Андрей не забудет эту женщину, Героя Труда, безотказную палочку-выручалочку не только для районного начальства, но и для журналистской братии, озабоченной пропагандой передового опыта, – ближний район. Она выкладывала ему те же пустопорожние фразы, которых прежде и теперь добивались от неё заранее знающие, что они напишут, корреспонденты, и вдруг – в интонации его, что ли, уловила оттенок искреннего интереса – вопросы ведь и он ей задавал ничуть не оригинальные – запнулась и сказала:

– Всё бы хорошо, да вот мужа я в ту осень схоронила. Тошно мне жить без него, а план-то что ж…

Наверное, это был последний толчок, заставивший его бросить корреспондентство. Стыд он испытал и не нашёлся, что ответить. Он понял, что безнравственно писать как бы о людях, перечисляя цифры, проценты, места в соревновании, ни на волос не интересуясь ими самими, используя их в качестве манекенов, увешанных побрякушками так называемых показателей; стыдно писать о людях, не зная их, не пытаясь понять их человеческой сущности… Но всё это опять, опять, опять отклонение от сюжета, а ведь именно он заставил Андрея забыть о переполненности всеми прежними и вопреки желанию вынудил сосредоточиться на себе, чтобы, наконец, избавиться от него и, облегченно вздохнув, вернуться к ним, к ним, скорей бы к ним!..

Глава вторая. Экспозиция

1

Происходя по отцовской линии от крестьян южнорусской губернии, а по материнской – от питерской интеллигентской элиты, Андрей Амарин (капризом судьбы или ей одной ведомой логикой?) сподобился родиться и вырасти в Провинцеграде.

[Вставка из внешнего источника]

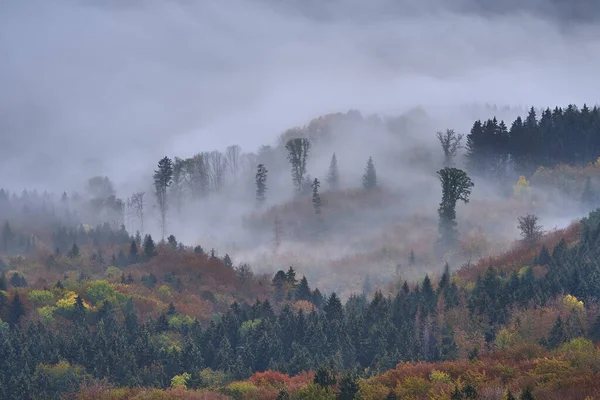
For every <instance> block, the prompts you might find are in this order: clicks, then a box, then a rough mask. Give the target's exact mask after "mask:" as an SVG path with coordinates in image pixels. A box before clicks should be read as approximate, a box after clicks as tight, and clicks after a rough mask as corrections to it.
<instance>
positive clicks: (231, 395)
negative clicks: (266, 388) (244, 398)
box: [227, 381, 258, 400]
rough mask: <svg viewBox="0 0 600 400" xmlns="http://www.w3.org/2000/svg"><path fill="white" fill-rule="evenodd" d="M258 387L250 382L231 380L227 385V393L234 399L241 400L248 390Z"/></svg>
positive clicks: (252, 389)
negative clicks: (234, 381)
mask: <svg viewBox="0 0 600 400" xmlns="http://www.w3.org/2000/svg"><path fill="white" fill-rule="evenodd" d="M257 390H258V388H257V387H256V386H254V385H253V384H252V383H250V382H241V381H238V382H232V383H230V384H229V386H227V394H228V395H230V396H231V397H233V398H234V399H235V400H242V399H244V398H246V395H247V394H248V393H250V392H255V391H257Z"/></svg>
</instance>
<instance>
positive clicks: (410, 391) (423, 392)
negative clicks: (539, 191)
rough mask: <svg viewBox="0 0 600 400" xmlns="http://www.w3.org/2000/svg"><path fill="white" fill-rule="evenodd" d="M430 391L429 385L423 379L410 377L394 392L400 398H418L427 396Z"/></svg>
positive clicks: (403, 381) (417, 377)
mask: <svg viewBox="0 0 600 400" xmlns="http://www.w3.org/2000/svg"><path fill="white" fill-rule="evenodd" d="M430 389H431V386H430V383H429V382H427V381H426V380H425V379H423V378H418V377H416V376H411V377H408V378H406V379H405V380H404V381H402V383H401V384H399V385H398V387H397V389H396V392H397V394H398V395H399V396H400V398H405V397H407V398H415V397H416V398H419V397H425V396H427V394H428V393H429V390H430Z"/></svg>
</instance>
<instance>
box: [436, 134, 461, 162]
mask: <svg viewBox="0 0 600 400" xmlns="http://www.w3.org/2000/svg"><path fill="white" fill-rule="evenodd" d="M437 138H438V140H439V141H440V144H441V145H442V151H443V152H444V165H445V166H446V167H450V166H451V165H452V160H453V159H454V157H455V156H456V152H457V151H458V149H460V148H461V147H462V146H461V144H460V142H461V140H462V138H463V135H462V134H461V133H456V132H454V130H453V129H446V131H444V132H438V133H437Z"/></svg>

Град сей, мирно прозябавший в античные времена на правах отдалённой колонии Древней Эллады, ахнул затем в небытие аж на полтора тысячелетия и, счастливо пропустив эпохи кочевников-завоевателей, расцвет и упадок Тмутараканского княжества и Московского царства, возродился, вернее, родился заново уже в пору укрепления Петербургской империи. Полтора тысячелетия не изменили стандарт мышления отцов-основателей – и новорождённый получил точно такое же наименование, как и его предок, – понятно, в славянской уже огласовке: Подонск – по имени реки Подон, на которой был расположен. А так как течь ей до моря всего-ничего; и потому что рыбы в ней теснилось столько, что в пору нереста она не вмещалась в берега, откуда её лопатами гребли на возы и тачки; и оттого что вокруг вовсю сеяли пшеницу, растили виноград, разводили лошадей; и поскольку всё это куда-то надо было девать – что же оставалось жителям, как не торговать этим добром… Город стал расти, пухнуть, богатеть, и основу его населения составило, по терминологии минувших времён, – подлое сословие.